Class NatureInspiredSearchCV¶

sklearn_nature_inspired_algorithms.model_selection.NatureInspiredSearchCV

This class is used for hyper-parameter optimization. Its usage is similiar to the sklearn’s GridSearchCV. The optimization algorithm does several runs, in which it optimizes the population of a certain size for a certain amount of generations. The same parameter combinations are being cached, so it can be beneficial to make more optimization runs.

class NatureInspiredSearchCV(estimator, param_grid, algorithm='hba', population_size=50, max_n_gen=100, runs=3,
             max_stagnating_gen=20, random_state=None, scoring=None, refit=True, verbose=0,
             pre_dispatch='2*n_jobs', error_score=np.nan, return_train_score=True)

Parameters¶

estimator: sklearn estimator object object.
param_grid: dict. Same as for the GridSearchCV.
algorithm: str or NiaPy algorithm object, default=’hba’. Algorithm which will be used for optimization, refer to the List of Supported Algorithms for possible values.
population_size: int, default=50. The number of trained estimators in the population. When the population size is smaller the search will run faster, however, the best result might not be found since the search might stuck in the local optimum <https://en.wikipedia.org/wiki/Local_optimum> quickly. Bigger values slow down the search which can lead to the search being as slow as the grid search (when the population size is equal/close to the number of parameter combinations).
max_n_gen: int, default=100. The maximum number of generations which can be optimized. This value determines when the search will be stopped. If you set this value too low, the search might not start to converge to the optimal solution. However high values can significantly prolong the search. If you set the max_stagnating_gen to a reasonable value, the maximum of max_n_gen should never be reached.
runs: int, default=3. The number of independent optimization runs to be done. Low values will speed up the search, high values will slow it down. The optimization results for individuals (a combination of parameters) are being cached between the runs, so every additional run should be faster than the previous one. Hence the training time does not linearly grow with the number of runs (it grows logarithmically).
max_stagnating_gen: int, default=20. If the score remains unchanged for the number of generations defined by this parameter, the optimization will be stopped for that particular run. Lower values will stop the search faster, higher values prolong the search time. If the algorithm is stagnating for example for 20 generations the optimization time of those 20 generations is not that long, since in most of the algorithms the majority of the population will be the neighbors of the best individual and over time those neighbors will be cached. Higher values also help to prevent being stuck in the local optima. If the value is too high, the algorithm might be stopped by max_n_gen.
random_state: int, default=None. Seed for the random. Set this to some constant if you want to achieve consistent results.
verbose: int, default=0. The level of the logging, possible values: 0, 1, 2.
n_jobs: int, default=None. Number of jobs to run in parallel. None means 1 unless in a joblib.parallel_backend context. -1 means using all processors. This affects the number of jobs when evaluating a model for one _individual_ (for one individual there might be more model evaluations because of cross-validation) not for the whole population - current implementations of nature-inspired algorithms do not support multiprocessing. You will benefit from multiprocessing only if you use cross-validation.
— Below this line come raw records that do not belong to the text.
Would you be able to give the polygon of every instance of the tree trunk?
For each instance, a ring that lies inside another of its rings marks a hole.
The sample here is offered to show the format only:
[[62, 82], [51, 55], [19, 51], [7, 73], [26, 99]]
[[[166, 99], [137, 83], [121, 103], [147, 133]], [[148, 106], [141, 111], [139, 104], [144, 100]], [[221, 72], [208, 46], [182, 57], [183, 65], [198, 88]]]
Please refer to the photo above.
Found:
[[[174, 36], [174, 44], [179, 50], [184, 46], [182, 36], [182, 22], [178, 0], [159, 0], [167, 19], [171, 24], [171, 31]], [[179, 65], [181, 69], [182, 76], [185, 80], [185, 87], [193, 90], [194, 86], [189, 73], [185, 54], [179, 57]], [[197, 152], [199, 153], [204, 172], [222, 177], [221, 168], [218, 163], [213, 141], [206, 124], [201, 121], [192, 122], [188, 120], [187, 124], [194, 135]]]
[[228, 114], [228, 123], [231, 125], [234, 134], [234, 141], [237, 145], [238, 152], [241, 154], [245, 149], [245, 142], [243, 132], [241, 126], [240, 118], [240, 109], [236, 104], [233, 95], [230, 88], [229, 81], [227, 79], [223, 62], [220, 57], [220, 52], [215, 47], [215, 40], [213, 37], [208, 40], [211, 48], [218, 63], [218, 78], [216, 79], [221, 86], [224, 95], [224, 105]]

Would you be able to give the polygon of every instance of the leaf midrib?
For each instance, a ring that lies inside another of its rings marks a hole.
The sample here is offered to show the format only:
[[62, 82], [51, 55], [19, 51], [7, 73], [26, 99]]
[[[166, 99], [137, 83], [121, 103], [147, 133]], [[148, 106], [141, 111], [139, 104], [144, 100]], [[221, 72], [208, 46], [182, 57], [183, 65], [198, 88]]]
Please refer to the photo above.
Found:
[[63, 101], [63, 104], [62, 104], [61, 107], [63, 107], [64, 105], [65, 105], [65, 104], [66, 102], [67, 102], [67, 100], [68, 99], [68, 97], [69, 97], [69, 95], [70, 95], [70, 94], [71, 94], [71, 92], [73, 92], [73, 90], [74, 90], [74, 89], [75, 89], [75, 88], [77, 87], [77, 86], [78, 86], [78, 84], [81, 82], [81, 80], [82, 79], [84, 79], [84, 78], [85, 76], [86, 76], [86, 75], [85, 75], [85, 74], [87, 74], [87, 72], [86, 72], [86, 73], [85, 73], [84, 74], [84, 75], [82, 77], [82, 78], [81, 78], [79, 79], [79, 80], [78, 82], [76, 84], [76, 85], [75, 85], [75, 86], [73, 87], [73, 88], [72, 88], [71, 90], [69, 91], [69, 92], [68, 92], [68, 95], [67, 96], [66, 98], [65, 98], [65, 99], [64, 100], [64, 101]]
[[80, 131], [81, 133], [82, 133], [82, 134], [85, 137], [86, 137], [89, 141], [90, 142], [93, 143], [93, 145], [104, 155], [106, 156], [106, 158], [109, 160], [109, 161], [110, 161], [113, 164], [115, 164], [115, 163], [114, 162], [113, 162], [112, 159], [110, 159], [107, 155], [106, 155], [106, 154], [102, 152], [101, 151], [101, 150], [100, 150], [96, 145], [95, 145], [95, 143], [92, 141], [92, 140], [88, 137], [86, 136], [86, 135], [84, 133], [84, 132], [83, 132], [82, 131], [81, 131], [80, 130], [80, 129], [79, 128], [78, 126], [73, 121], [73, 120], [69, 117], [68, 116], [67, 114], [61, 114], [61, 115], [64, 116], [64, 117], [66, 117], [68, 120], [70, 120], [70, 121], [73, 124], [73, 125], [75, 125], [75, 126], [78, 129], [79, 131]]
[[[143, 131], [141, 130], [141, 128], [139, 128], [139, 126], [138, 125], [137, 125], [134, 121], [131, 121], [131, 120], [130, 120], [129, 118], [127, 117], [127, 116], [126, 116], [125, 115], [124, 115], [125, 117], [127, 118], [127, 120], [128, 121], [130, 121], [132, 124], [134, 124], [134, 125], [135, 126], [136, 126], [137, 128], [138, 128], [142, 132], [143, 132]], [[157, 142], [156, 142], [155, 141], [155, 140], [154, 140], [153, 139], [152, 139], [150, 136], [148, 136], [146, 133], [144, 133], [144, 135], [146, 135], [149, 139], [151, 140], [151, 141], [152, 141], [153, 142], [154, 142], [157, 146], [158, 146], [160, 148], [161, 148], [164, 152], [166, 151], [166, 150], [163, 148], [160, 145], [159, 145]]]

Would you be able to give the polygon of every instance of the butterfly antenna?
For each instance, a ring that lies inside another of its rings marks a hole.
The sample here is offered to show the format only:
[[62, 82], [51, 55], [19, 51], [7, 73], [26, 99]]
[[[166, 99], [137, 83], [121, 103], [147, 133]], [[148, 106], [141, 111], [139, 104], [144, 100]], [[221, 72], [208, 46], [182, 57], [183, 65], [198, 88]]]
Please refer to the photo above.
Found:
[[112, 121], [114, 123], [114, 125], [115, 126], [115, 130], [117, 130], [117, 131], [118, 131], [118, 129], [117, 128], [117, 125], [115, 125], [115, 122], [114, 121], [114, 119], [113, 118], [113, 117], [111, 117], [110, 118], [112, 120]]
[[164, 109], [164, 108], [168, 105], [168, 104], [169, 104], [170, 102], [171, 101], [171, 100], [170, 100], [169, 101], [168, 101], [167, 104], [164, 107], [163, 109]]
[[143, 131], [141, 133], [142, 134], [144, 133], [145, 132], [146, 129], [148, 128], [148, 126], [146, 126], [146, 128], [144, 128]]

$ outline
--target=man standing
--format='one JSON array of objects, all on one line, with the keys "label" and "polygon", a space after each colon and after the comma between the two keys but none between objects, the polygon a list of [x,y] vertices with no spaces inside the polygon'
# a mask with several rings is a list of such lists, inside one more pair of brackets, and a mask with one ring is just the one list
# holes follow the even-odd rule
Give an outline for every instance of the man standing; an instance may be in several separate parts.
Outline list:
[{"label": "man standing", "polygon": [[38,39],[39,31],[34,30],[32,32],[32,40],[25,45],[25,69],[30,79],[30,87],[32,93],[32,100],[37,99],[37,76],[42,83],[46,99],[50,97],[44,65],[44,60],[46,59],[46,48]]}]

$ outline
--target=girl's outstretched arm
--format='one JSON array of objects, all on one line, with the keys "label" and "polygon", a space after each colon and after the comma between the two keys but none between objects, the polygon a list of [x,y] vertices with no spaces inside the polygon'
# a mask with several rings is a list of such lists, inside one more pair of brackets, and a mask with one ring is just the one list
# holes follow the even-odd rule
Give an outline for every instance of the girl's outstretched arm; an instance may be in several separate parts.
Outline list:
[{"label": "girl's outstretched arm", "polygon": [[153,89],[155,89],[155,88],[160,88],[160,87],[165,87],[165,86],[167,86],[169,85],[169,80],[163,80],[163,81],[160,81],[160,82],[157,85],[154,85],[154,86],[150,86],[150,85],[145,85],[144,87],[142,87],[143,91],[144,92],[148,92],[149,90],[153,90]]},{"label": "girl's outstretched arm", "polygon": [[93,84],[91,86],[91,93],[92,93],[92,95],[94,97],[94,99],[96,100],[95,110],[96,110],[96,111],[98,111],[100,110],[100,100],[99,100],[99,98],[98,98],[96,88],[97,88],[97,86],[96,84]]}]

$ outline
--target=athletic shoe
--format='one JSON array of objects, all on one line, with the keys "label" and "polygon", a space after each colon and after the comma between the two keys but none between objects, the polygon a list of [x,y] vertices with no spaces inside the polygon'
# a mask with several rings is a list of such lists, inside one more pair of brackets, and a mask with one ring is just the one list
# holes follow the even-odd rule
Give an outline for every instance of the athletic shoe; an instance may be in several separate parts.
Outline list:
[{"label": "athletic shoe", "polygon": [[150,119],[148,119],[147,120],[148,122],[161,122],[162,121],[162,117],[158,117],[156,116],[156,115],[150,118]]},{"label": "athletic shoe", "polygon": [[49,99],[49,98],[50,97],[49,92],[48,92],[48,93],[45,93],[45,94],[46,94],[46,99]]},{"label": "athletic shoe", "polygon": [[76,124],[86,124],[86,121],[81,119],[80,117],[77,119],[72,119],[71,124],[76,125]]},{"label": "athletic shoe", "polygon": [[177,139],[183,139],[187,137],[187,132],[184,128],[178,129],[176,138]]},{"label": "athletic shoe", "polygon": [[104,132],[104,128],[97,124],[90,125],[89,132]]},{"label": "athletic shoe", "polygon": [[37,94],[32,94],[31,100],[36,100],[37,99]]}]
The following parameters: scoring, refit, verbose, pre_dispatch, error_score, return_train_score, are inherited from sklearn’s BaseSearchCV and are the same as for the GridSearchCV. Refer to the GridSearchCV documentation to find out what they do.

Glossary¶

an individual is a parameter combination which is trained during the optimization run. The results for every invididual are cached between runs.

a population is a group of invididuals in one generation/step of the optimization.

Attributes¶

optimization_logs_: dict. Logs from optimization runs contains scores (fitness) of every individual of the population in each generation.